Ok don't keep us in suspense let's see it, come on post it for all of us to see.
MIKE


----------



## Hamlinwoodshop (Nov 21, 2012)

Mike,

You got it…give me a little bit to think about it and I'll post it. I might need some votes to help me make up my mind.


----------



## wormil (Nov 19, 2011)

Not sure what happened to Terry but here is the logo I redrew for him. First his original red & black then I gave him the red version which I like better. Hope I'm not stealing his thunder.


----------



## Hamlinwoodshop (Nov 21, 2012)

Hi everyone,

Thankfully, I was busy with the holiday season as I hope most of you were as well.
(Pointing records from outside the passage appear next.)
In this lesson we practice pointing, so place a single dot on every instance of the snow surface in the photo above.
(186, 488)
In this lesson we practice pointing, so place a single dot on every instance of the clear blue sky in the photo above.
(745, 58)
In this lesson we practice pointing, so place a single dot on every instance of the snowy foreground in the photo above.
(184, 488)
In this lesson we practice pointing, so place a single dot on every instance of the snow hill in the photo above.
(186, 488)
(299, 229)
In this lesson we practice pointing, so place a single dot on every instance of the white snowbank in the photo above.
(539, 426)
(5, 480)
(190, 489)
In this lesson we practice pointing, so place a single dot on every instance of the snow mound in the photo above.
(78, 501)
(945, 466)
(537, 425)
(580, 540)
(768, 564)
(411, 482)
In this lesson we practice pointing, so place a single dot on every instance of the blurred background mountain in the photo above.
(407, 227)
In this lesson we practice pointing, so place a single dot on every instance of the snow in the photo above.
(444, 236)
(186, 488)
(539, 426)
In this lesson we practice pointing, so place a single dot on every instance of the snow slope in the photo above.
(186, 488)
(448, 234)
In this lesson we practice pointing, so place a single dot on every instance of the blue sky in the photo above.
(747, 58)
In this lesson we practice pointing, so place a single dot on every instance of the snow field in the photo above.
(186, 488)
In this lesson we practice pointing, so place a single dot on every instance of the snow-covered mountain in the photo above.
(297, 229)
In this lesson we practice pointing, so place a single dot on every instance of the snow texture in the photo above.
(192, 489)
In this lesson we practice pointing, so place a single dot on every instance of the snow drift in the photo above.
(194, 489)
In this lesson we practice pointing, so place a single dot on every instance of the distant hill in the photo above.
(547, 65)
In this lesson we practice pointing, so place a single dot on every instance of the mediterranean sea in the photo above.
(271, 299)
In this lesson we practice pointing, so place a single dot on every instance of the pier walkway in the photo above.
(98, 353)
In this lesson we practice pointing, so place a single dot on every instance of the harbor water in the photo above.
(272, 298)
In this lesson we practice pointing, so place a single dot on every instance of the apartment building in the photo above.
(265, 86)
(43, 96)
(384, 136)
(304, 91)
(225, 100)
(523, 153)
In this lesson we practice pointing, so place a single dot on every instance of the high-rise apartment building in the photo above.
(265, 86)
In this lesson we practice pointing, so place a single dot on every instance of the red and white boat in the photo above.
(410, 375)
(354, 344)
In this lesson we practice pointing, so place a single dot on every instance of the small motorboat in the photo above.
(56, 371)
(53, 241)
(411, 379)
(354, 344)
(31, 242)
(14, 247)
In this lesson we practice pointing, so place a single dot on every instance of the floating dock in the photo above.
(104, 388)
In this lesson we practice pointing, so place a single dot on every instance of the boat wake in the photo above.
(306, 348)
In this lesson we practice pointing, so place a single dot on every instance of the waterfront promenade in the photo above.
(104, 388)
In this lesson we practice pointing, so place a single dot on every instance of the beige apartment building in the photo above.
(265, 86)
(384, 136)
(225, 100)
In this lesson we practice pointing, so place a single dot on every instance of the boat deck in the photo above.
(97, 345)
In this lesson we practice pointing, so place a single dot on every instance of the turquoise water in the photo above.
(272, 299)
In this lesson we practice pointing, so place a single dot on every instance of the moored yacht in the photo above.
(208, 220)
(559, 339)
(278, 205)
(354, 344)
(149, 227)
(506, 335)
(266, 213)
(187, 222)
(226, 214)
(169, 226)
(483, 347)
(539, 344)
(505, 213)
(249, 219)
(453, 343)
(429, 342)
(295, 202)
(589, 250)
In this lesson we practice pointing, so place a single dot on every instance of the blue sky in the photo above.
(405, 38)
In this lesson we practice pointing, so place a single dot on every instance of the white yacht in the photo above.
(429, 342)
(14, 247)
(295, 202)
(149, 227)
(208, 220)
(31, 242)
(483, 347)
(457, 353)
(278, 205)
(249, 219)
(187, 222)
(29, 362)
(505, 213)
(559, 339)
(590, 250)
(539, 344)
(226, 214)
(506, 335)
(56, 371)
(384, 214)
Also I am the proud owner of a New Dewalt scroll saw. New learning curve, messed up fretwork, you get the idea….

Rick - no thunder stolen. Your logos are the ones I have determined that I like the best. I am still undecided on which one, but I am leaning toward your design (the solid red barn). Thank you again for the design and such a quick response!

Any opinions would be appreciated.

Happy New Year to all my fellow Lumberjocks!


----------



## a1Jim (Aug 9, 2008)

Nice work Rick I like the first one.


----------



## wormil (Nov 19, 2011)

The logo was Terry's creation, I just recreated it in a format for printing.


----------



## oldnovice (Mar 7, 2009)

Man talk about quick turn around from request to response/solution, only 15 posts … just can't beat Lumberjocks!

Good luck and work to both Hamlinwoodshop and Rick M respectively!


----------



## controlfreak (Jun 29, 2019)

Thread is nine years old now, just saying.


----------